The longer-term path is:

  • Making the source code publicly verifiable on-chain

  • Moving toward a blackholed or SNS-controlled canister as the product matures and gets real usage

  • Potentially a community-governed upgrade mechanism

I’ll be transparent: none of that exists yet. You’re trusting a solo developer with a working MVP and a public reputation. If that trust model doesn’t fit your use case right now, I completely understand — and I’d rather you know upfront than discover it later.

Also straightforward: currently manual, funded by me.

Right now I’m topping them up from my own wallet. There’s no automated system, no reserve fund, and no on-chain mechanism that refills cycles from protocol revenue.
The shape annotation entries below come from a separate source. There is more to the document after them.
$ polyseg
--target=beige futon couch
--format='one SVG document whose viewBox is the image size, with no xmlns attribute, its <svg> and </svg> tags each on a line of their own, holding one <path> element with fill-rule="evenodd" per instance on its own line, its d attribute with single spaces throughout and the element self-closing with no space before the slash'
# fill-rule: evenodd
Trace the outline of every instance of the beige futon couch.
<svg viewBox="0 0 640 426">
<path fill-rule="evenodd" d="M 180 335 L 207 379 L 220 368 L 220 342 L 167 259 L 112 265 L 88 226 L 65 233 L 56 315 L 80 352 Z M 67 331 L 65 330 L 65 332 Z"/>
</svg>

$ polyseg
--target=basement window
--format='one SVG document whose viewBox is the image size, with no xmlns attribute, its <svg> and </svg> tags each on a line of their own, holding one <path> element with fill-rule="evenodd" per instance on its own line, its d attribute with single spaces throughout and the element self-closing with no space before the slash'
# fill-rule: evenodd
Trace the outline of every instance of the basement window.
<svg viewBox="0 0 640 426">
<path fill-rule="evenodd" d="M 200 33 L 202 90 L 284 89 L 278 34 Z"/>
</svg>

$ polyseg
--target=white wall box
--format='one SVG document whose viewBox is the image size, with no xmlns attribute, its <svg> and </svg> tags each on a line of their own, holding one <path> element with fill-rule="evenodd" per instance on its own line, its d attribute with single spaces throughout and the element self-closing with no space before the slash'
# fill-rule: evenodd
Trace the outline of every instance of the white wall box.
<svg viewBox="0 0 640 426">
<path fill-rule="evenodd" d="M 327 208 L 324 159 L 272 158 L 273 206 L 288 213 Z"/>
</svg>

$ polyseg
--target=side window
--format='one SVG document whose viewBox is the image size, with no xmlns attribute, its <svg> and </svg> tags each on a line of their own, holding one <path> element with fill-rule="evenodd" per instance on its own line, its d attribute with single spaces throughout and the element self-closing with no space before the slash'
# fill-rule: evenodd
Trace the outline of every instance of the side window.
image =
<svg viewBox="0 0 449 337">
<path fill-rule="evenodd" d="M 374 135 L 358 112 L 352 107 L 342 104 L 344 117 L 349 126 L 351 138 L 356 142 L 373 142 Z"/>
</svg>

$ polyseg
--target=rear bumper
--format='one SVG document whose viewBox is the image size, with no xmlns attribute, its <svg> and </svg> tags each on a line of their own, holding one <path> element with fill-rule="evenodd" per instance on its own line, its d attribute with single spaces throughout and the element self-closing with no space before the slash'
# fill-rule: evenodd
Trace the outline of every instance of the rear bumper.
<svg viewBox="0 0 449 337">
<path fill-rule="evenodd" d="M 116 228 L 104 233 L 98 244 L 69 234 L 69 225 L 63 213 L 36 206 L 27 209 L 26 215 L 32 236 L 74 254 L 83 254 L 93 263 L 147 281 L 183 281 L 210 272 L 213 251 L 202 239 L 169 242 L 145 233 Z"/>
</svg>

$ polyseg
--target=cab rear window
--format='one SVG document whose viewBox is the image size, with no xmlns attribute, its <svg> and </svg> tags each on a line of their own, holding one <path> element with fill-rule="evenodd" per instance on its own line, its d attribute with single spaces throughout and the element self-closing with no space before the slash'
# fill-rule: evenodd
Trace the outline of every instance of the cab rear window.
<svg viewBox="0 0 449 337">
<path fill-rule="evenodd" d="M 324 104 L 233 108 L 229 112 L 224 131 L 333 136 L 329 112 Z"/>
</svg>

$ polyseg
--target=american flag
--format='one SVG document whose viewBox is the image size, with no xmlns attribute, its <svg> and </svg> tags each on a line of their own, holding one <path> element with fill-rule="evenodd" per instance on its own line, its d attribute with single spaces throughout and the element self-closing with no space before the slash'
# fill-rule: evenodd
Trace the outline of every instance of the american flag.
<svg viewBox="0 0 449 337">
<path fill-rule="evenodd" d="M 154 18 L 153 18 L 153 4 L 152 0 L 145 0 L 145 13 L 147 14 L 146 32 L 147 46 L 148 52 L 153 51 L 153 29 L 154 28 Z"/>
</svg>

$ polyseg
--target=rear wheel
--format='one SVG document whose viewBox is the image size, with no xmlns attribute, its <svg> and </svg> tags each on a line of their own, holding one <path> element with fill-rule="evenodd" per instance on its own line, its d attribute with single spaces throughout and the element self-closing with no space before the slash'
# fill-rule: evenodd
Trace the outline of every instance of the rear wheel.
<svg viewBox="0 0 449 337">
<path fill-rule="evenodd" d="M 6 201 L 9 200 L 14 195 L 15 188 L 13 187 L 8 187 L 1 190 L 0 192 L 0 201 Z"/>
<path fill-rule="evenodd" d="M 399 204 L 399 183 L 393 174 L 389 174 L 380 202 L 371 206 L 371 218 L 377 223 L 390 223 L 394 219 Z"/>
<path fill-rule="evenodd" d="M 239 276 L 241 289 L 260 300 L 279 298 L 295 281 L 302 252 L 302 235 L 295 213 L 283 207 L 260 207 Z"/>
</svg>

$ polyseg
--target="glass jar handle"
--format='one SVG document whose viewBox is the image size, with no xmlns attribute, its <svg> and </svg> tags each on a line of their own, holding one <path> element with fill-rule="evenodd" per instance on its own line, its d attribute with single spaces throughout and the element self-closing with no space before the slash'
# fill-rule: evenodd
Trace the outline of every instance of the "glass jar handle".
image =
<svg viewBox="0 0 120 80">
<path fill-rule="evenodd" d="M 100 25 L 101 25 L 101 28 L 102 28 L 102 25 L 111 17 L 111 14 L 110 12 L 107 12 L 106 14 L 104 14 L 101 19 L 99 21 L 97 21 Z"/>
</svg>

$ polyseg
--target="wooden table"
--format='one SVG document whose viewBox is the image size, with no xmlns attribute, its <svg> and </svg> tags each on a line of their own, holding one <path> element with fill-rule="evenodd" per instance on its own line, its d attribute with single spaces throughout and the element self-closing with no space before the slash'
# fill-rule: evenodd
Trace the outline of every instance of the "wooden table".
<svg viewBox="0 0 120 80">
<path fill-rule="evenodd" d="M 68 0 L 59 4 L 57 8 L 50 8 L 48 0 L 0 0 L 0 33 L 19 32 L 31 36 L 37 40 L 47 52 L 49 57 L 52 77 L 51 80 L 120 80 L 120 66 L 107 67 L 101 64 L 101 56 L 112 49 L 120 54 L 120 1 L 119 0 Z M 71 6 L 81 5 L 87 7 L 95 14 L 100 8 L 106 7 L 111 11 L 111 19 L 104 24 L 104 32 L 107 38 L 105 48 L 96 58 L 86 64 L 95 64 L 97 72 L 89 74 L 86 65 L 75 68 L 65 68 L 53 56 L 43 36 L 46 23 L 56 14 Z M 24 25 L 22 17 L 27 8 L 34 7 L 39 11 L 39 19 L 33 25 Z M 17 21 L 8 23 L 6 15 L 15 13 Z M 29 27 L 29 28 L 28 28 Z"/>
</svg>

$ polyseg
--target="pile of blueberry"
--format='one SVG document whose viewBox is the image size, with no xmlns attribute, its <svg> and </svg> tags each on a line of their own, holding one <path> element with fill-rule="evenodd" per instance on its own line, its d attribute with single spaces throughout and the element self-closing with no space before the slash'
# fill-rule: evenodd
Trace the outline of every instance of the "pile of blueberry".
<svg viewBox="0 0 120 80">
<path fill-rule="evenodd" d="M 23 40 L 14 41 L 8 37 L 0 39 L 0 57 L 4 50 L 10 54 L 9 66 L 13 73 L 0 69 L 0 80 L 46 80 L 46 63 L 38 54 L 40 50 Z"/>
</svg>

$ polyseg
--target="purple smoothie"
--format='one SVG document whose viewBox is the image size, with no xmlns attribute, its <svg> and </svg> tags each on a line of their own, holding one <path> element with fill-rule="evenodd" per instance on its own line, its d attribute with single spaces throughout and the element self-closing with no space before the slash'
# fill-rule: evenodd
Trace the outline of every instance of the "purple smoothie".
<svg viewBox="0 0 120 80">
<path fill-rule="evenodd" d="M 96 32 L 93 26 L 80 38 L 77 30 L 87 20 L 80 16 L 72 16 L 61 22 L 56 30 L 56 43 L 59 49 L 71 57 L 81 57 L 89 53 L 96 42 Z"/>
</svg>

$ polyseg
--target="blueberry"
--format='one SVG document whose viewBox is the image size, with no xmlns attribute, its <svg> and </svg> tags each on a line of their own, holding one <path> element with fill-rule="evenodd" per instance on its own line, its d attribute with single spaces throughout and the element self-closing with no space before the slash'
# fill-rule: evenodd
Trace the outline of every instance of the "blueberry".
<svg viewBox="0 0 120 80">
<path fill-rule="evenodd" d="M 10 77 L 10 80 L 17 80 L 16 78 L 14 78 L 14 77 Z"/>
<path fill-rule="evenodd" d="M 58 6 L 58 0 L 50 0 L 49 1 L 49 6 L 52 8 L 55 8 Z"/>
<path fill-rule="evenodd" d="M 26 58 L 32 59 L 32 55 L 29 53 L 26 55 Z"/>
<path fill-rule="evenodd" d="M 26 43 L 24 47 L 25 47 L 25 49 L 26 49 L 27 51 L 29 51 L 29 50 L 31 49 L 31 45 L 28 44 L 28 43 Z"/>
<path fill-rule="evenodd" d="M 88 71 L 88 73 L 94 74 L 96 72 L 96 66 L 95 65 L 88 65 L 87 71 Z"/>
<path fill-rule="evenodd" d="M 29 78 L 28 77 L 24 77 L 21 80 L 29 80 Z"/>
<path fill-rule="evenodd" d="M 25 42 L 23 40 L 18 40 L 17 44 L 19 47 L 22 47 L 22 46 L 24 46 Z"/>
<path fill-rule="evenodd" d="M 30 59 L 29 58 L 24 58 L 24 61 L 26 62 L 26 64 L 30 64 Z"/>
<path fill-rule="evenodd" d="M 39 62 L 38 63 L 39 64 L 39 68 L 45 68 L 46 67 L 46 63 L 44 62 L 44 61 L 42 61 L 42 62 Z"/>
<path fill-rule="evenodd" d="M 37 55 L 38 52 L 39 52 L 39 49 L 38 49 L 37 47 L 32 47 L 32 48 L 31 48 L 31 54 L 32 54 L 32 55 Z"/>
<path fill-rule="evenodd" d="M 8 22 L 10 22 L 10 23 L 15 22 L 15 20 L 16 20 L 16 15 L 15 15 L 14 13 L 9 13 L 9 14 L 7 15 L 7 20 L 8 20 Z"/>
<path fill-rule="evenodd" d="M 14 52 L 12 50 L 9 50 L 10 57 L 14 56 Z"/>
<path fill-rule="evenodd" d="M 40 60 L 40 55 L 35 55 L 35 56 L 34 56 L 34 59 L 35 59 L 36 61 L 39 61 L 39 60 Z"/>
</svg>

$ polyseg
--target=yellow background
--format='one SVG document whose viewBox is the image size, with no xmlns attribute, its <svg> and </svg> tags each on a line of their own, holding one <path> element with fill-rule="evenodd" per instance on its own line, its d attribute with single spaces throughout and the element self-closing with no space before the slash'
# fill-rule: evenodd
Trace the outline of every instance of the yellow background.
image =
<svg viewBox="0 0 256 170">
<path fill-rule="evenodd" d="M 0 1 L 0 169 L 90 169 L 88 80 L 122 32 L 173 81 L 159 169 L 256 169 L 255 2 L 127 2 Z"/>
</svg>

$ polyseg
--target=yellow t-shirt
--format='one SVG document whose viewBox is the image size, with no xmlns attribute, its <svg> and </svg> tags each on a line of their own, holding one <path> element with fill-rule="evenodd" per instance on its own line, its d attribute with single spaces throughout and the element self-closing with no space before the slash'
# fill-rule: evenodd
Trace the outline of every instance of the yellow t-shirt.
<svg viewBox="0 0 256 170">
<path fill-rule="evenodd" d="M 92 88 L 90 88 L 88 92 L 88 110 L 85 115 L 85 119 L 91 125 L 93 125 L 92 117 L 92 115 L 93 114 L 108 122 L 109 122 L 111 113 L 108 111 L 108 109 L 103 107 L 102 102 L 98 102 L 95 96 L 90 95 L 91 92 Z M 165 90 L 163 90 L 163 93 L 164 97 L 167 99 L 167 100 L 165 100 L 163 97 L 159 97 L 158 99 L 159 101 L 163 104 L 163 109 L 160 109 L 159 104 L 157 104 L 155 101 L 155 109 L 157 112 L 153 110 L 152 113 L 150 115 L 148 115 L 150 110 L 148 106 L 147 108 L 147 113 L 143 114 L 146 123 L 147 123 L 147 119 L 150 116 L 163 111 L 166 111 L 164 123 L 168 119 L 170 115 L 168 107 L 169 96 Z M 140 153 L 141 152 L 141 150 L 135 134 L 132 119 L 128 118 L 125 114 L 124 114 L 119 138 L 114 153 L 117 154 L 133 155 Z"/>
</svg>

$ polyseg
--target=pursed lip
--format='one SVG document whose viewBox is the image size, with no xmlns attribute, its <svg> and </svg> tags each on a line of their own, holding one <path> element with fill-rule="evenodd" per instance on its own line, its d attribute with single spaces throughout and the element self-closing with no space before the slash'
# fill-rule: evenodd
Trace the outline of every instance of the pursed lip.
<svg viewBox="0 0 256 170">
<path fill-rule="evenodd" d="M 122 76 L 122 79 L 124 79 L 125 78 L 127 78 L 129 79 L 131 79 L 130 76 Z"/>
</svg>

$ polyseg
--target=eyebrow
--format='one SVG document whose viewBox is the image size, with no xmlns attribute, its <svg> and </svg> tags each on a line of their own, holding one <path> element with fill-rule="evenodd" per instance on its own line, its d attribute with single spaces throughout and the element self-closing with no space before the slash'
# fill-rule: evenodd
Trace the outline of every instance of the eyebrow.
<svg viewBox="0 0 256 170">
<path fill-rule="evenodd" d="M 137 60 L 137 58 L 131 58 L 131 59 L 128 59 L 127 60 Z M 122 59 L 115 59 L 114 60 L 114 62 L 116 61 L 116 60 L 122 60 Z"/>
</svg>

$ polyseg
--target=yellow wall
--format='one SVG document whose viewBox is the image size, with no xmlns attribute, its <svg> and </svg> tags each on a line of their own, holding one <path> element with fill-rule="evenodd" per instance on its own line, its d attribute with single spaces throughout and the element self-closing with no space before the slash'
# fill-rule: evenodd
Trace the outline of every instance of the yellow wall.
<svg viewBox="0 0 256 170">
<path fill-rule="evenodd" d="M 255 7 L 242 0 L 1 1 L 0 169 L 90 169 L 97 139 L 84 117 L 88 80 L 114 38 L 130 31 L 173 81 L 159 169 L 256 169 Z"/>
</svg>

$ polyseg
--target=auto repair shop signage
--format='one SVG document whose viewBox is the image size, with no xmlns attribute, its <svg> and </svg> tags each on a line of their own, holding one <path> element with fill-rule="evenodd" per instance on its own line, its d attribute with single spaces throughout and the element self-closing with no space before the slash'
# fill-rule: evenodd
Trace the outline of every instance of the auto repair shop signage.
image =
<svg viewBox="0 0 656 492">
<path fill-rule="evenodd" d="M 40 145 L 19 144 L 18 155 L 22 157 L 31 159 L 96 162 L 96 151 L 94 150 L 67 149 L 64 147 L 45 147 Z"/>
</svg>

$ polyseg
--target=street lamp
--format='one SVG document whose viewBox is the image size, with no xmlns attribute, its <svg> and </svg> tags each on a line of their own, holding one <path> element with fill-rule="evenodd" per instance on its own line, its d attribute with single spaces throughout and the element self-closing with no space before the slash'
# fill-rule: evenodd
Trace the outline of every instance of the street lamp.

The credit system in iilink generates some TCYCLES revenue when users purchase credits — but that goes to the service provider account, not directly to canister cycles. Translating that revenue into cycles top-ups is a manual step I do periodically.

What this means practically:

  • If I’m unavailable for an extended period, the canisters could run low.

  • There’s no on-chain guarantee of uptime.

What I’m planning:

  • A cycles reserve canister that the service canisters can draw from, funded by a portion of protocol revenue automatically.

  • Longer term, exploring cycles-from-revenue patterns where a fraction of each user payment is converted to cycles and deposited directly — so the canisters are self-sustaining rather than dependent on me.

Again — this doesn’t exist yet. For now it’s “trust that the developer keeps the lights on,” which I recognize is not a satisfying answer for anything you’d build production infrastructure on.

3

Cool, thanks for explaining. Are the products feature complete? I’m just wondering if a quick approach to something somewhat risk-mitigated would be to blackhole them but with a mechanism where the canisters can detected that they’re no longer working, and if that occurs then automatically hand control to a lifeline canister (which you control) so that you can apply a fix (longer term the lifeline canister could be decentralised).

Also in terms of depending on you to keep the lights on, have you considered using a service like Jupiter Faucet to ensure the canisters would keep running even if you were no longer around?